Stacy, Martin will share mantle of Clinton High athletic director
This will be Rob Stacy’s third year at Clinton High School, and his first year as the co-athletic director, alongside Nate Martin.
Martin and Stacy took over the position after the departure of Brad Collette earlier this year.
“I’m excited about it,” Stacy said. “It’s two young guys who are passionate about sports and the community here in Clinton.”
When asked why the school decided on two co-athletic directors rather than a single person, Stacy could only speculate.
“I think, to be honest, they wanted us to be more involved with sports, and that allows us to be,” he said.
“Especially, it lets us be involved with smaller-tier sports. Like for instance, there’s a golf match today, and I can go to the golf match while Nate is still at the school so we can be two places at once. Also we can feed off each other.

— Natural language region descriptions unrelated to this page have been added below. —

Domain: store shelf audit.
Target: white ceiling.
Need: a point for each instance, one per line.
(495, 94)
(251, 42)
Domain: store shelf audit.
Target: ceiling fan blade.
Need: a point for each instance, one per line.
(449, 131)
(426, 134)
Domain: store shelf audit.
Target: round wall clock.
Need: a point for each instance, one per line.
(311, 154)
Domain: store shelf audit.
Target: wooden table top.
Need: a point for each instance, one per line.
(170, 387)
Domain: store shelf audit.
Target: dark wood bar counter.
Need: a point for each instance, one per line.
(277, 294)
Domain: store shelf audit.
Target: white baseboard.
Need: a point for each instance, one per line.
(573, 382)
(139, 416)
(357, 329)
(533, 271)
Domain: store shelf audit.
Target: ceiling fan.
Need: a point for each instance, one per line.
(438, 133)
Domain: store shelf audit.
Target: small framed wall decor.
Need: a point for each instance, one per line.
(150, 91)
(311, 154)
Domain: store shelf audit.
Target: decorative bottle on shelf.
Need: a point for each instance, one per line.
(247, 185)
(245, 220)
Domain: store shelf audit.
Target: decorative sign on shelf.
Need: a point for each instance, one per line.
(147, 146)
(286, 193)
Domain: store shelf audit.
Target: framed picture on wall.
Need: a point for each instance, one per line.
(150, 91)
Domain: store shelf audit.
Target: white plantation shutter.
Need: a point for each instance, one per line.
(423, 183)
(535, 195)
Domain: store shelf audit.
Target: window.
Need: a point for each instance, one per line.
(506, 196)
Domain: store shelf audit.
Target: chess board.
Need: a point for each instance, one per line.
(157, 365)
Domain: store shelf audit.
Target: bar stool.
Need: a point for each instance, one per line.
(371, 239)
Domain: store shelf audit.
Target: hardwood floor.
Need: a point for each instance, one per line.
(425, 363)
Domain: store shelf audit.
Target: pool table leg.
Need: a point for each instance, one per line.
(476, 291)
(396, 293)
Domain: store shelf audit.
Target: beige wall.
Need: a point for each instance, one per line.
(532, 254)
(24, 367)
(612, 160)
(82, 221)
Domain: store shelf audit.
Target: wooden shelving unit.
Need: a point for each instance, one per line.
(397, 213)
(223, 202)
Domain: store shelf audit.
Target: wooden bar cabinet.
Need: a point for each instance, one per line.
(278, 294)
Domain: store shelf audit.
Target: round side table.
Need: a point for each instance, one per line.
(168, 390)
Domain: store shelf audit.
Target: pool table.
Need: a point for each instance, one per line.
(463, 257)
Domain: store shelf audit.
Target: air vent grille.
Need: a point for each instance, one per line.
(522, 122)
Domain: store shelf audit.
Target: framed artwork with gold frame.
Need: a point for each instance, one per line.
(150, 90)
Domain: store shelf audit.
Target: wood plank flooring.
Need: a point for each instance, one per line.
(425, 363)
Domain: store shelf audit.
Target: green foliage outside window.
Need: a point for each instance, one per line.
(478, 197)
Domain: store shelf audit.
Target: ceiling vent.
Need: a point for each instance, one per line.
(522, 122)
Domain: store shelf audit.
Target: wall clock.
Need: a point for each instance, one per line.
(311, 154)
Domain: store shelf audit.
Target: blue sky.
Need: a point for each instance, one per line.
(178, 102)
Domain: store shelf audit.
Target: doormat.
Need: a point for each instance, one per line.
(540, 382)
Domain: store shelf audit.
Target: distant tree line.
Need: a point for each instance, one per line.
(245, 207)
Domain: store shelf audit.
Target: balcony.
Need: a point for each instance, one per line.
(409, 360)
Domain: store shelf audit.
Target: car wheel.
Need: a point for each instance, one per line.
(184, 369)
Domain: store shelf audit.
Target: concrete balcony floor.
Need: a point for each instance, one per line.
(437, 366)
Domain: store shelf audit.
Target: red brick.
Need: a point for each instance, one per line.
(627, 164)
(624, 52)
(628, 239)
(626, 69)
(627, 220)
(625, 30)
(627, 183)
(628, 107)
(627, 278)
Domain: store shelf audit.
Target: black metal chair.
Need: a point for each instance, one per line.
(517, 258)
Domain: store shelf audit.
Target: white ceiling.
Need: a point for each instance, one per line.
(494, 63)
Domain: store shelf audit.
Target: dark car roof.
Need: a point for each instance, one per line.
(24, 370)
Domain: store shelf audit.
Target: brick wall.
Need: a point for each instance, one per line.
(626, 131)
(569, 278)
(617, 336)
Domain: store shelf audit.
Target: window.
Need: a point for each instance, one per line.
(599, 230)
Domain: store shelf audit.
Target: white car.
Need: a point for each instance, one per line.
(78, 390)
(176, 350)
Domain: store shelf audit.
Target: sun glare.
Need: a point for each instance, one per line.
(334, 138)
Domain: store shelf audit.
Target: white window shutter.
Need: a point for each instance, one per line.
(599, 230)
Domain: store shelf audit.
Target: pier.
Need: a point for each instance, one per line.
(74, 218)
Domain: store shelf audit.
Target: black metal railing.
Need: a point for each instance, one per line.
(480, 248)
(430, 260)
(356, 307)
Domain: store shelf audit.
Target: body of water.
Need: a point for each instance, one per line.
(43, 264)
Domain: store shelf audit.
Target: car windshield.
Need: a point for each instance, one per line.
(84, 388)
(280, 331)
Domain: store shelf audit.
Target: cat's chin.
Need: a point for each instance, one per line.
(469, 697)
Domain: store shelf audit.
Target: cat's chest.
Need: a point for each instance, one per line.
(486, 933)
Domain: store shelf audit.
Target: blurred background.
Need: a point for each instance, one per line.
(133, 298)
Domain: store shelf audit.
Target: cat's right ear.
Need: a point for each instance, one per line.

We’re younger guys who can help keep each other fresh and moving forward – and like everyone says, two are better than one.”
Stacy stressed that he will still be coaching Clinton baseball, despite his new position, and hopes that between his and Martin’s connections, they will be able to bring more opportunities for Clinton athletes to continue their journeys past the high-school level.
“Nate came from West High School, where he coached football and wrestling, and it’ll be his first year at Clinton,” Stacy said. “With all the contacts we both have from playing college athletics and from coaching, we’re not just limited to baseball or football contacts. We have more between each of us than we would have if either of us were the sole athletic director, so that will hopefully bring in more opportunities for our athletes that want to continue on after high school.”
Stacy said that one important value he wants to stress as an athletic director is that there is success beyond high-school athletics, and their time at the school doesn’t define their entire lives.
“We want to make sure our student athletes are having success not just here but beyond the school,” he said. “Setting them up for success is important. I don’t want them to feel like they only had success at Clinton High School and that was the only place they can have success. [School] is supposed to be a part of their life, but ultimately they should be using what they learn here as building blocks to build an even better life. One thing I think that coaches unfortunately do is put too much of an emphasis on the student’s time at the high school and with the program and saying that that defines them forever. I want to make sure that we aren’t doing that here. What you do in high school doesn’t define you as a person forever.
“Unfortunately, that kind of mindset ends up with too many kids getting done with their high school career and being completely burned out. They have that mindset pushed down their throat that they have to be a certain way or act a particular way, and it burns them out. I think that athletics should be something that enhances your life, not defines it.”
Stacy said that, at least for him, he wants to be a role model for the students of Clinton beyond the field or the court.
“I think one of the big things for me and Nate is just being positive people ourselves and interacting with the students as much as we cant. We want them to be good mothers and fathers and leaders after they graduate. If we want them to be that, then we have to let them see those role models inside and outside the school at all time. We’re hoping to make great citizens and leaders beyond here, not just athletes.”
Stacy ended by saying he thinks it is an exciting time for Clinton High School, with a lot of change that will, hopefully, be for the best, and produce not only better athletes, but better adults and better citizens.
“I think it’s an exciting time for any of our athletes that are about to be here. We have a lot of new coaches, new faces, and new things going on. We’re getting a new softball field, we’re turfing the football field, and looking to resurface our track. There’s a lot of buy-in, and that’s what we need from our students and schools. I’m always the type that wants a challenge, but the ones who challenge themselves are the ones who change the world, and I want the athletes of our system to be the type that always look to challenge themselves.”